I think this is more an abbreviated syntax than an implied activity and
I'd strongly suggest you pick just one and spec it - keeping client and
server dev work to a minimum ups the chance of adoption. [Having an
abbreviated syntax without question damaged RDF/XML].
The two kinds of entry already exist in the wild, so I'm wary of
excluding it from the spec. FriendFeed would be unable to use the
implied activity shorthand without changing the content of their feeds
as percieved by non-activity aggregators, and the reverse is true for
sites such as YouTube and Flickr that currently publish what I refer to
as "object entries".
- Having duplicate places to put data will easily confuse publishers,
as will clients be confused by data acquisition from parent elements.

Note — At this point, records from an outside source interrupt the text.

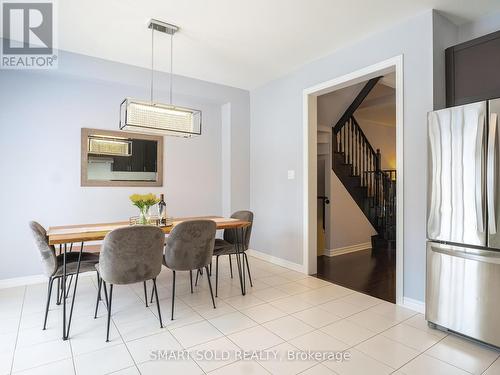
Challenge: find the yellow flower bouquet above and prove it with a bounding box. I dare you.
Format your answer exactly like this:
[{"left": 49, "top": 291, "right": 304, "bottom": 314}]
[{"left": 129, "top": 193, "right": 160, "bottom": 224}]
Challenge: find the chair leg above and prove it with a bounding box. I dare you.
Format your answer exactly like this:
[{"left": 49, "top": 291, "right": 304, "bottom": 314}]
[
  {"left": 243, "top": 252, "right": 253, "bottom": 288},
  {"left": 101, "top": 277, "right": 109, "bottom": 308},
  {"left": 189, "top": 270, "right": 193, "bottom": 294},
  {"left": 153, "top": 277, "right": 163, "bottom": 328},
  {"left": 64, "top": 275, "right": 73, "bottom": 298},
  {"left": 43, "top": 277, "right": 54, "bottom": 331},
  {"left": 170, "top": 270, "right": 175, "bottom": 320},
  {"left": 215, "top": 255, "right": 219, "bottom": 297},
  {"left": 95, "top": 271, "right": 101, "bottom": 301},
  {"left": 229, "top": 254, "right": 233, "bottom": 279},
  {"left": 143, "top": 281, "right": 148, "bottom": 307},
  {"left": 149, "top": 283, "right": 156, "bottom": 304},
  {"left": 106, "top": 284, "right": 113, "bottom": 342},
  {"left": 194, "top": 270, "right": 200, "bottom": 286},
  {"left": 94, "top": 274, "right": 102, "bottom": 319},
  {"left": 205, "top": 266, "right": 215, "bottom": 309}
]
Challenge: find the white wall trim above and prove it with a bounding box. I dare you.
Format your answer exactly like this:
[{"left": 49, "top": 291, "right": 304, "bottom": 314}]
[
  {"left": 0, "top": 271, "right": 95, "bottom": 289},
  {"left": 402, "top": 297, "right": 425, "bottom": 314},
  {"left": 323, "top": 242, "right": 372, "bottom": 257},
  {"left": 302, "top": 55, "right": 404, "bottom": 305},
  {"left": 247, "top": 249, "right": 306, "bottom": 273},
  {"left": 0, "top": 275, "right": 48, "bottom": 289}
]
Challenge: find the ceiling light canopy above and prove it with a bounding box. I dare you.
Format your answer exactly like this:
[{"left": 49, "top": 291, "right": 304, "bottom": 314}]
[{"left": 120, "top": 19, "right": 201, "bottom": 138}]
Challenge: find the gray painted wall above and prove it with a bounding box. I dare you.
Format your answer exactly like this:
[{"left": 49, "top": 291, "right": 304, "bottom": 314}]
[
  {"left": 458, "top": 12, "right": 500, "bottom": 43},
  {"left": 0, "top": 52, "right": 250, "bottom": 279},
  {"left": 250, "top": 11, "right": 433, "bottom": 301}
]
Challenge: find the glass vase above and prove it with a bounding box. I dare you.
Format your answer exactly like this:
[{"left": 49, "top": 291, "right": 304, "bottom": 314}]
[{"left": 138, "top": 206, "right": 150, "bottom": 225}]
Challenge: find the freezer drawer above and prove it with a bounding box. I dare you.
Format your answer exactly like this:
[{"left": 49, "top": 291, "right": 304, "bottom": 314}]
[{"left": 425, "top": 242, "right": 500, "bottom": 347}]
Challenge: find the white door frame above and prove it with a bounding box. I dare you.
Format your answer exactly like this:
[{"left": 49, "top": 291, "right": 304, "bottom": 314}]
[{"left": 302, "top": 55, "right": 404, "bottom": 305}]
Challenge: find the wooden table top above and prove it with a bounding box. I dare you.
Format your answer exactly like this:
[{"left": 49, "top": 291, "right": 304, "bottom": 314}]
[{"left": 47, "top": 216, "right": 250, "bottom": 245}]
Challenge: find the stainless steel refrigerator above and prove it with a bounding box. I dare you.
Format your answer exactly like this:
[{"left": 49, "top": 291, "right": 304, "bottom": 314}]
[{"left": 425, "top": 99, "right": 500, "bottom": 346}]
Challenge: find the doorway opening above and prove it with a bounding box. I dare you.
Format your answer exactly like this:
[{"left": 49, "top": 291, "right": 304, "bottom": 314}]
[{"left": 304, "top": 57, "right": 403, "bottom": 304}]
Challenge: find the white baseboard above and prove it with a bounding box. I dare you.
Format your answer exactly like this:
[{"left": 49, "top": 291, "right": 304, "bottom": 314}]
[
  {"left": 402, "top": 297, "right": 425, "bottom": 314},
  {"left": 247, "top": 249, "right": 306, "bottom": 273},
  {"left": 0, "top": 275, "right": 48, "bottom": 289},
  {"left": 0, "top": 271, "right": 94, "bottom": 289},
  {"left": 323, "top": 242, "right": 372, "bottom": 257}
]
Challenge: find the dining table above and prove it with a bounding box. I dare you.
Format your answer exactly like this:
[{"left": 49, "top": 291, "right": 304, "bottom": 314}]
[{"left": 47, "top": 216, "right": 251, "bottom": 340}]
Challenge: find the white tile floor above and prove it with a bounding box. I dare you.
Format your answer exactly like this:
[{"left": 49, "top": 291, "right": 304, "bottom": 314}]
[{"left": 0, "top": 258, "right": 500, "bottom": 375}]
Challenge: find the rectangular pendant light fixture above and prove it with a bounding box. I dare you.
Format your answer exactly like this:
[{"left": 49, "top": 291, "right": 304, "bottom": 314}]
[
  {"left": 120, "top": 98, "right": 201, "bottom": 138},
  {"left": 120, "top": 19, "right": 201, "bottom": 138}
]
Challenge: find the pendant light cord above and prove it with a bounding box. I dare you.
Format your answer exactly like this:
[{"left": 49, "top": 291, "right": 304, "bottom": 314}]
[
  {"left": 151, "top": 25, "right": 155, "bottom": 103},
  {"left": 170, "top": 33, "right": 174, "bottom": 105}
]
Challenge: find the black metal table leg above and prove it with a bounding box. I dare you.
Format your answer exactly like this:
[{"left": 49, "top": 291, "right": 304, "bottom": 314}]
[
  {"left": 61, "top": 244, "right": 68, "bottom": 340},
  {"left": 234, "top": 228, "right": 245, "bottom": 295},
  {"left": 238, "top": 228, "right": 247, "bottom": 295},
  {"left": 61, "top": 242, "right": 84, "bottom": 340}
]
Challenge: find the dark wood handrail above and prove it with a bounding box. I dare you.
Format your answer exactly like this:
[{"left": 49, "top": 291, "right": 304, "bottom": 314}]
[{"left": 351, "top": 116, "right": 377, "bottom": 159}]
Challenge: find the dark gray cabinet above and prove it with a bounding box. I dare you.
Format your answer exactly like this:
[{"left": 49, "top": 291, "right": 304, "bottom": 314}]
[{"left": 445, "top": 31, "right": 500, "bottom": 107}]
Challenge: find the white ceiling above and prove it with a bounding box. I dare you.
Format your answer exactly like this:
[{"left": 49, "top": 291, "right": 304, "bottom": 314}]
[{"left": 57, "top": 0, "right": 500, "bottom": 89}]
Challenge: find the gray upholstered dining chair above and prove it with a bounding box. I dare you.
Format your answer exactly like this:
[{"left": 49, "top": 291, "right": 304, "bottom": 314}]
[
  {"left": 163, "top": 220, "right": 217, "bottom": 320},
  {"left": 214, "top": 211, "right": 253, "bottom": 297},
  {"left": 29, "top": 221, "right": 99, "bottom": 330},
  {"left": 94, "top": 225, "right": 165, "bottom": 342}
]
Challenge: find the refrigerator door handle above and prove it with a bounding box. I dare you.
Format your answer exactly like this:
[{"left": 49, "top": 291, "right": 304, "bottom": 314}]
[
  {"left": 430, "top": 245, "right": 500, "bottom": 265},
  {"left": 475, "top": 115, "right": 484, "bottom": 232},
  {"left": 486, "top": 113, "right": 498, "bottom": 234}
]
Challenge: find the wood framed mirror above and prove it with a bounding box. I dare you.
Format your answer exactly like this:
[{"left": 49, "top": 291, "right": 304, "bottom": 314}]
[{"left": 81, "top": 128, "right": 163, "bottom": 186}]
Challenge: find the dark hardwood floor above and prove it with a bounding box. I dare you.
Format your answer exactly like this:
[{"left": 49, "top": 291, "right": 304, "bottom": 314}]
[{"left": 315, "top": 248, "right": 396, "bottom": 303}]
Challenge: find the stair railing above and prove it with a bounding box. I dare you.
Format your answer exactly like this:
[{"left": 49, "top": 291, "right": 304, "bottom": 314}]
[{"left": 332, "top": 115, "right": 396, "bottom": 239}]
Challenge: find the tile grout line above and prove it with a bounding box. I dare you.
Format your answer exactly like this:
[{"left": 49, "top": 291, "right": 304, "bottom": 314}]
[
  {"left": 481, "top": 354, "right": 500, "bottom": 375},
  {"left": 392, "top": 334, "right": 472, "bottom": 375},
  {"left": 9, "top": 286, "right": 28, "bottom": 374}
]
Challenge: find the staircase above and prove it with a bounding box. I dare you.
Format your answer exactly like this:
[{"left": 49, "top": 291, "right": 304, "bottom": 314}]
[{"left": 332, "top": 77, "right": 396, "bottom": 249}]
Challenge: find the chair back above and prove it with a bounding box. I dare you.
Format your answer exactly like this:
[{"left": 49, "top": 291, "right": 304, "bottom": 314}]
[
  {"left": 224, "top": 211, "right": 253, "bottom": 251},
  {"left": 165, "top": 220, "right": 217, "bottom": 271},
  {"left": 29, "top": 221, "right": 57, "bottom": 277},
  {"left": 99, "top": 225, "right": 165, "bottom": 284}
]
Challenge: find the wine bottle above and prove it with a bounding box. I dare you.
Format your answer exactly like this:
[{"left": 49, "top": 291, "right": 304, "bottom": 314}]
[{"left": 158, "top": 194, "right": 167, "bottom": 225}]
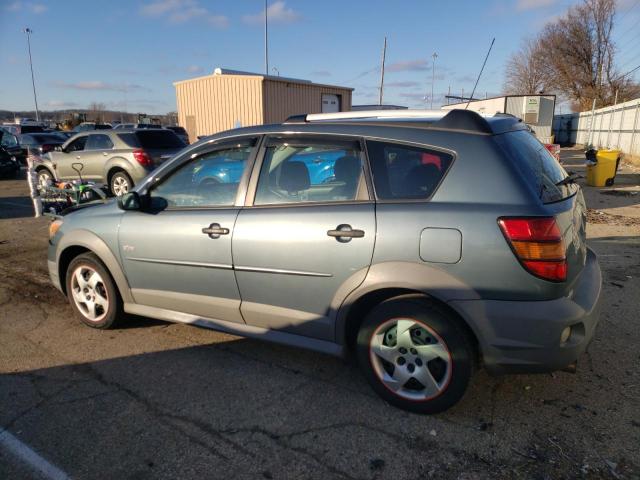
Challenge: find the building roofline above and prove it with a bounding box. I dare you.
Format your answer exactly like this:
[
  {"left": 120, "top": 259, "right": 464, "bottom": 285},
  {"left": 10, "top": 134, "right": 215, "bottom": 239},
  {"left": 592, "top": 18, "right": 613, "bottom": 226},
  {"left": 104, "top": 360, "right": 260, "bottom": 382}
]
[{"left": 442, "top": 93, "right": 556, "bottom": 107}]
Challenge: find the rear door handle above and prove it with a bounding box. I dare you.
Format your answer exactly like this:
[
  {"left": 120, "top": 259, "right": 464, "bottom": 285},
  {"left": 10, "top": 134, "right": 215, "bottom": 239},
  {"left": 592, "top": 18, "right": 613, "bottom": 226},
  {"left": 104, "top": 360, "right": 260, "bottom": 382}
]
[
  {"left": 202, "top": 223, "right": 229, "bottom": 239},
  {"left": 327, "top": 223, "right": 364, "bottom": 243}
]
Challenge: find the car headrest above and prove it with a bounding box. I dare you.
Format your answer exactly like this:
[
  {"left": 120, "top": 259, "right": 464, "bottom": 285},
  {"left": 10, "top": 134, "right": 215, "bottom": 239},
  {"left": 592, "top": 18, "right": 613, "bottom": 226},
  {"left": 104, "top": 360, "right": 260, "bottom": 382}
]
[
  {"left": 279, "top": 161, "right": 311, "bottom": 193},
  {"left": 333, "top": 155, "right": 360, "bottom": 183}
]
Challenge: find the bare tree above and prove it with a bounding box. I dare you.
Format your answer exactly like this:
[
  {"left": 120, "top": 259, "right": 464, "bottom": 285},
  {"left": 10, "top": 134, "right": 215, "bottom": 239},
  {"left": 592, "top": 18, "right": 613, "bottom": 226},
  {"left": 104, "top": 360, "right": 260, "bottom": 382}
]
[
  {"left": 540, "top": 0, "right": 637, "bottom": 110},
  {"left": 504, "top": 38, "right": 549, "bottom": 95}
]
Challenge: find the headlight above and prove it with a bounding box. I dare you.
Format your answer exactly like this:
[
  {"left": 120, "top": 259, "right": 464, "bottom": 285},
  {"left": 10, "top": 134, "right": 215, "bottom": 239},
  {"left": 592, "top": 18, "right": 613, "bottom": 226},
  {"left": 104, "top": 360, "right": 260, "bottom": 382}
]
[{"left": 49, "top": 220, "right": 62, "bottom": 241}]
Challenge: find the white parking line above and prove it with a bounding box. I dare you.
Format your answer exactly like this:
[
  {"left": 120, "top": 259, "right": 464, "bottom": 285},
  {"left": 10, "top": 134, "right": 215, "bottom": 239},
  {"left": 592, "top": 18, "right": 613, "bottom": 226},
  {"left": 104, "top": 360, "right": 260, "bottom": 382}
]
[{"left": 0, "top": 430, "right": 69, "bottom": 480}]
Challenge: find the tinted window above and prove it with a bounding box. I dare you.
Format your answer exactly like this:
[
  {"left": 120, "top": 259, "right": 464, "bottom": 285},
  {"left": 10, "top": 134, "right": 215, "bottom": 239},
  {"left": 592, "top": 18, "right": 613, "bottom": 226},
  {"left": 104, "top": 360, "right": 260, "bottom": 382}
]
[
  {"left": 151, "top": 145, "right": 252, "bottom": 208},
  {"left": 66, "top": 135, "right": 87, "bottom": 152},
  {"left": 0, "top": 130, "right": 18, "bottom": 147},
  {"left": 85, "top": 135, "right": 113, "bottom": 150},
  {"left": 29, "top": 133, "right": 62, "bottom": 143},
  {"left": 20, "top": 125, "right": 44, "bottom": 133},
  {"left": 367, "top": 141, "right": 453, "bottom": 200},
  {"left": 254, "top": 140, "right": 362, "bottom": 205},
  {"left": 134, "top": 129, "right": 184, "bottom": 148},
  {"left": 495, "top": 131, "right": 578, "bottom": 203}
]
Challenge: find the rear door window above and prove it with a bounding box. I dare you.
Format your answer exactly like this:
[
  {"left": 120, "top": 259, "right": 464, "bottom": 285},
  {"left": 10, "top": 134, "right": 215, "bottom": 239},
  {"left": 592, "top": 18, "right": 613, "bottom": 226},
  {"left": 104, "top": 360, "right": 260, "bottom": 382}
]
[
  {"left": 367, "top": 140, "right": 453, "bottom": 200},
  {"left": 85, "top": 135, "right": 113, "bottom": 150},
  {"left": 134, "top": 129, "right": 184, "bottom": 149},
  {"left": 495, "top": 130, "right": 578, "bottom": 203}
]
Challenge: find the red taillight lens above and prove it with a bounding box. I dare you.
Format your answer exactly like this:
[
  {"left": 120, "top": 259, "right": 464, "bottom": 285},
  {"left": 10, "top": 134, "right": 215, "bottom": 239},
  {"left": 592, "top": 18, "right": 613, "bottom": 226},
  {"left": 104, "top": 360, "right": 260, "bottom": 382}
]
[
  {"left": 133, "top": 148, "right": 153, "bottom": 167},
  {"left": 498, "top": 217, "right": 567, "bottom": 282}
]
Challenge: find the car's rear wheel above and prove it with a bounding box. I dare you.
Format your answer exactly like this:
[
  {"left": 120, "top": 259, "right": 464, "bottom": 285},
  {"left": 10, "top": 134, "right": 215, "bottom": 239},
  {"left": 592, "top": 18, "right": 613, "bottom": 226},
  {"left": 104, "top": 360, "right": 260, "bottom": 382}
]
[
  {"left": 109, "top": 172, "right": 133, "bottom": 197},
  {"left": 66, "top": 253, "right": 123, "bottom": 329},
  {"left": 357, "top": 295, "right": 475, "bottom": 413}
]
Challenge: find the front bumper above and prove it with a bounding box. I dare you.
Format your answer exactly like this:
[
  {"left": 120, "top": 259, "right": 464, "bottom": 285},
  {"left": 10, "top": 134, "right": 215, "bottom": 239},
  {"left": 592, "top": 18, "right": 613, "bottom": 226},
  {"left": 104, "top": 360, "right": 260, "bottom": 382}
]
[{"left": 450, "top": 249, "right": 602, "bottom": 374}]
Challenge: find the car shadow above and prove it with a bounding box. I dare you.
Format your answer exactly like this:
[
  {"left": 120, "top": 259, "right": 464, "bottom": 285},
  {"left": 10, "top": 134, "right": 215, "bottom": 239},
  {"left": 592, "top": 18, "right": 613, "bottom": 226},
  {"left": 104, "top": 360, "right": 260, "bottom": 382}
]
[{"left": 0, "top": 196, "right": 34, "bottom": 219}]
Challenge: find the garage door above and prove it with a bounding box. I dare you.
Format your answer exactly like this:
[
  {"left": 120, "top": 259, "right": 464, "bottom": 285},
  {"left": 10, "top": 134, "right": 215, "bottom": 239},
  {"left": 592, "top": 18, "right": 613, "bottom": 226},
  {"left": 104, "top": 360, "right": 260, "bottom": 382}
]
[{"left": 322, "top": 93, "right": 340, "bottom": 113}]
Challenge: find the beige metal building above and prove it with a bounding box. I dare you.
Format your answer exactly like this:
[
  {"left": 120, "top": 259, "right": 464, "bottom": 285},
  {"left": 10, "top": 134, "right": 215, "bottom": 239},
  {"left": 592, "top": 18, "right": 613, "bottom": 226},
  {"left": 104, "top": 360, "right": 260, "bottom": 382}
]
[{"left": 173, "top": 68, "right": 353, "bottom": 141}]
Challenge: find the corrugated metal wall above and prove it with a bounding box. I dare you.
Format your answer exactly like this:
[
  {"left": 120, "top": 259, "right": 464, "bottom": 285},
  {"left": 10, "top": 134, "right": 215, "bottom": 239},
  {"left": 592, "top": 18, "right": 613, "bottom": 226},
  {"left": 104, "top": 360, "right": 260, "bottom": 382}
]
[
  {"left": 263, "top": 78, "right": 351, "bottom": 123},
  {"left": 174, "top": 74, "right": 351, "bottom": 138},
  {"left": 174, "top": 75, "right": 264, "bottom": 142},
  {"left": 554, "top": 99, "right": 640, "bottom": 155}
]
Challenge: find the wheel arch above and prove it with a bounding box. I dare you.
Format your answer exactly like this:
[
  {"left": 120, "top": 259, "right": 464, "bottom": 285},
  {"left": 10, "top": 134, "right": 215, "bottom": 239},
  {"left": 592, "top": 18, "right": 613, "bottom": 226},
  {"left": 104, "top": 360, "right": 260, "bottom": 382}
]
[
  {"left": 336, "top": 262, "right": 480, "bottom": 358},
  {"left": 56, "top": 230, "right": 133, "bottom": 303}
]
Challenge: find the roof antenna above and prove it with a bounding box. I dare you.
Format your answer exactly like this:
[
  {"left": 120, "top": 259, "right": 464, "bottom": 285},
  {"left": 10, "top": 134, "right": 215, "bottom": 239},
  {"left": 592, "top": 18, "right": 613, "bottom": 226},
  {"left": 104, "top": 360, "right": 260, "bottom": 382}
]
[{"left": 464, "top": 37, "right": 496, "bottom": 110}]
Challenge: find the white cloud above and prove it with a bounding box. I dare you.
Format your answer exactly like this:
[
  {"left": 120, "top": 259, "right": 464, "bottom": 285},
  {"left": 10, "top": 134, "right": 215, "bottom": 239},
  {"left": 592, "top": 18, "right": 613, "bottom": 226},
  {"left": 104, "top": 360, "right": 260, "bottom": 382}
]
[
  {"left": 140, "top": 0, "right": 229, "bottom": 28},
  {"left": 385, "top": 59, "right": 429, "bottom": 72},
  {"left": 44, "top": 100, "right": 78, "bottom": 108},
  {"left": 242, "top": 0, "right": 302, "bottom": 25},
  {"left": 187, "top": 65, "right": 204, "bottom": 73},
  {"left": 54, "top": 80, "right": 149, "bottom": 92},
  {"left": 516, "top": 0, "right": 558, "bottom": 10}
]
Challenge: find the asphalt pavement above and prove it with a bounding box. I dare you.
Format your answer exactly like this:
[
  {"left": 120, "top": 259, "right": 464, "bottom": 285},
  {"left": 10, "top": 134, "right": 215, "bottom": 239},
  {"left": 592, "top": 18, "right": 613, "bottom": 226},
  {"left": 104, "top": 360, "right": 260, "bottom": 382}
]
[{"left": 0, "top": 150, "right": 640, "bottom": 480}]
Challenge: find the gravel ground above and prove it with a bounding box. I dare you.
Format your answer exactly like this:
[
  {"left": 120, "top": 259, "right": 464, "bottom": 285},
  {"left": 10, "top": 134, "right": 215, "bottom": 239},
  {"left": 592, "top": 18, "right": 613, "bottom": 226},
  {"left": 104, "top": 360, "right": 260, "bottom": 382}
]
[{"left": 0, "top": 150, "right": 640, "bottom": 479}]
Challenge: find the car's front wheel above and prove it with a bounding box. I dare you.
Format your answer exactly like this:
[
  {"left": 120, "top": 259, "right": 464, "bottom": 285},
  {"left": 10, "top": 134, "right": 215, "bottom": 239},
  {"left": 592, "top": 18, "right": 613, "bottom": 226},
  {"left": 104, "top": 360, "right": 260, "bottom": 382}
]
[
  {"left": 357, "top": 295, "right": 475, "bottom": 413},
  {"left": 66, "top": 253, "right": 123, "bottom": 329},
  {"left": 109, "top": 172, "right": 133, "bottom": 197}
]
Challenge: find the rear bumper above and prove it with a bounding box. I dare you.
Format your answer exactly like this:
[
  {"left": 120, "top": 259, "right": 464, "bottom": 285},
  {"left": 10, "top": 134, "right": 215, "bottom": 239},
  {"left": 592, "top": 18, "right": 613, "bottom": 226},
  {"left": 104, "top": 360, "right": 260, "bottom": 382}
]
[{"left": 450, "top": 250, "right": 602, "bottom": 374}]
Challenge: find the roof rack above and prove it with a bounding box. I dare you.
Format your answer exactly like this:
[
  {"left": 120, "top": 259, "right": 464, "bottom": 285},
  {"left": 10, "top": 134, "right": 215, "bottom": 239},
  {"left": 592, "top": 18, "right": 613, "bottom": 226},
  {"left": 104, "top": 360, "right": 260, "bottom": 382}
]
[{"left": 284, "top": 109, "right": 493, "bottom": 134}]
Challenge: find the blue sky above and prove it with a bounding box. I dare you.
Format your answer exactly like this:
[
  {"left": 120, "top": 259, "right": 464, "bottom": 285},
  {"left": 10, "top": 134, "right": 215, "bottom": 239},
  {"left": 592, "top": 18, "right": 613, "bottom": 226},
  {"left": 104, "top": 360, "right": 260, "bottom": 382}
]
[{"left": 0, "top": 0, "right": 640, "bottom": 114}]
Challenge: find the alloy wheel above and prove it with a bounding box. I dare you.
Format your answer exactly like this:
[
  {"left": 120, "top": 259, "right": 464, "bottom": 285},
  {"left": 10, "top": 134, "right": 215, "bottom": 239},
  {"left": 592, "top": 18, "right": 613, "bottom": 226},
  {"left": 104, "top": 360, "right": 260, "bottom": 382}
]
[
  {"left": 369, "top": 318, "right": 452, "bottom": 401},
  {"left": 71, "top": 265, "right": 109, "bottom": 322}
]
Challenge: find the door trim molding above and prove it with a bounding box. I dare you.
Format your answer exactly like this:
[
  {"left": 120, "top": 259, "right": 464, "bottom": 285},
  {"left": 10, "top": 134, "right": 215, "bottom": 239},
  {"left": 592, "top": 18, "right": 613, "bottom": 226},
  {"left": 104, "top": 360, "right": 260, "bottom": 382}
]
[
  {"left": 125, "top": 257, "right": 233, "bottom": 270},
  {"left": 124, "top": 303, "right": 345, "bottom": 357},
  {"left": 233, "top": 265, "right": 333, "bottom": 277}
]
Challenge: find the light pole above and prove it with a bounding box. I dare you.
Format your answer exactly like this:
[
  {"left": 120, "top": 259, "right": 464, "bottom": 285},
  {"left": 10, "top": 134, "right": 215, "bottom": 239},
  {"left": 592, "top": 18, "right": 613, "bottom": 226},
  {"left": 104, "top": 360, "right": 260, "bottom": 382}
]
[
  {"left": 22, "top": 27, "right": 40, "bottom": 122},
  {"left": 431, "top": 52, "right": 438, "bottom": 110},
  {"left": 264, "top": 0, "right": 269, "bottom": 75}
]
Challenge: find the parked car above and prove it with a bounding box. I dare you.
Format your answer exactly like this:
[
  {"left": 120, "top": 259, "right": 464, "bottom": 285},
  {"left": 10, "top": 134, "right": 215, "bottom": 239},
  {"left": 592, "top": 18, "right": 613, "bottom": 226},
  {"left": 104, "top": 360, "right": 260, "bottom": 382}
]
[
  {"left": 0, "top": 146, "right": 20, "bottom": 178},
  {"left": 0, "top": 127, "right": 27, "bottom": 164},
  {"left": 113, "top": 123, "right": 162, "bottom": 129},
  {"left": 51, "top": 130, "right": 76, "bottom": 141},
  {"left": 20, "top": 133, "right": 65, "bottom": 155},
  {"left": 36, "top": 130, "right": 184, "bottom": 195},
  {"left": 2, "top": 123, "right": 45, "bottom": 135},
  {"left": 164, "top": 125, "right": 189, "bottom": 145},
  {"left": 48, "top": 110, "right": 602, "bottom": 413},
  {"left": 72, "top": 122, "right": 113, "bottom": 133}
]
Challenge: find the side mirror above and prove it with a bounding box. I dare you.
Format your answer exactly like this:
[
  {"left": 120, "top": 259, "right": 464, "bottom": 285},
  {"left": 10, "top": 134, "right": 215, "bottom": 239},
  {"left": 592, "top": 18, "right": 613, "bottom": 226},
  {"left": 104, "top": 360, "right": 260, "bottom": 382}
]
[{"left": 118, "top": 192, "right": 142, "bottom": 211}]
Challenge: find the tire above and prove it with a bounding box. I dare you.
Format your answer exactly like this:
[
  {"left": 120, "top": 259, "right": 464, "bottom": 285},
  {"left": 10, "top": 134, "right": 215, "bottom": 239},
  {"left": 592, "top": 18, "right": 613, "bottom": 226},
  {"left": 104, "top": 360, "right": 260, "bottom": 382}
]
[
  {"left": 37, "top": 168, "right": 55, "bottom": 188},
  {"left": 66, "top": 253, "right": 124, "bottom": 329},
  {"left": 356, "top": 295, "right": 476, "bottom": 414},
  {"left": 109, "top": 171, "right": 133, "bottom": 197}
]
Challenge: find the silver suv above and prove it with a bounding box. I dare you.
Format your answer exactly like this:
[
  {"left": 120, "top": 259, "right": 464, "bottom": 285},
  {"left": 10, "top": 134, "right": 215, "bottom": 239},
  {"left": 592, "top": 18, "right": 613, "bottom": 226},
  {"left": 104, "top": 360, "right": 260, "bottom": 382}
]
[
  {"left": 49, "top": 110, "right": 601, "bottom": 413},
  {"left": 36, "top": 129, "right": 185, "bottom": 196}
]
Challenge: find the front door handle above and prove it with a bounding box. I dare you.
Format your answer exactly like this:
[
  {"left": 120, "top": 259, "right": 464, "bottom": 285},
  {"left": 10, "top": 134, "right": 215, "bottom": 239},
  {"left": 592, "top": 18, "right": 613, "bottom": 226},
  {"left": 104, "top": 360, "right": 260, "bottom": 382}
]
[
  {"left": 202, "top": 223, "right": 229, "bottom": 239},
  {"left": 327, "top": 223, "right": 364, "bottom": 243}
]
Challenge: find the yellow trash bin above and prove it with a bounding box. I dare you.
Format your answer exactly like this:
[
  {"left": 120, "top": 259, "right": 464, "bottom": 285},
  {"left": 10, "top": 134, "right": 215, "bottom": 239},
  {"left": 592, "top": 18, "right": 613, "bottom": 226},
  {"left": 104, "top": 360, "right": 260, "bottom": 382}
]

This is just how things are with XML modelling.
The most important feedback I've taken from this is that the spec
should be re-organised to emphasise the implied activity shorthand
rather than starting with the full "activity entry" case, since I
expect only activity aggregator services to publish the latter, and
indeed the motivation for this separation is that these publishers
already have feeds that represent activities rather than objects.
That and the fact that everyone who uses this spec will have to think
about where to put the data instead of being able to guess right. Reduce
that burden!
It is my current belief that legacy software (both on the publisher and
consumer side) requires at least some duplication in the "activity
entry" case, but I will definitely take your feedback on board and see
if it can be made clearer and less redundant.
Thanks,
Martin